In **Mathematical Foundations of Public Key Cryptography**, the authors integrate the results of more than 20 years of research and teaching experience to help students bridge the gap between math theory and crypto practice. The book provides a theoretical structure of fundamental number theory and algebra knowledge supporting public-key cryptography.

Rather than simply combining number theory and modern algebra, this textbook features the interdisciplinary characteristics of cryptography—revealing the integrations of mathematical theories and public-key cryptographic applications. Incorporating the complexity theory of algorithms throughout, it introduces the basic number theoretic and algebraic algorithms and their complexities to provide a preliminary understanding of the applications of mathematical theories in cryptographic algorithms.

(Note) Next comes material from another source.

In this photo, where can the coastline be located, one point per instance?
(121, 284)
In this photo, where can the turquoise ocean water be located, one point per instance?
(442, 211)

Supplying a seamless integration of cryptography and mathematics, the book includes coverage of elementary number theory; algebraic structure and attributes of group, ring, and field; cryptography-related computing complexity and basic algorithms, as well as lattice and fundamental methods of lattice cryptanalysis.

The text consists of 11 chapters. Basic theory and tools of elementary number theory, such as congruences, primitive roots, residue classes, and continued fractions, are covered in Chapters 1-6. The basic concepts of abstract algebra are introduced in Chapters 7-9, where three basic algebraic structures of groups, rings, and fields and their properties are explained.

Chapter 10 is about computational complexities of several related mathematical algorithms, and hard problems such as integer factorization and discrete logarithm. Chapter 11 presents the basics of lattice theory and the lattice basis reduction algorithm—the LLL algorithm and its application in the cryptanalysis of the RSA algorithm.

Containing a number of exercises on key algorithms, the book is suitable for use as a textbook for undergraduate students and first-year graduate students in information security programs. It is also an ideal reference book for cryptography professionals looking to master public-key cryptography.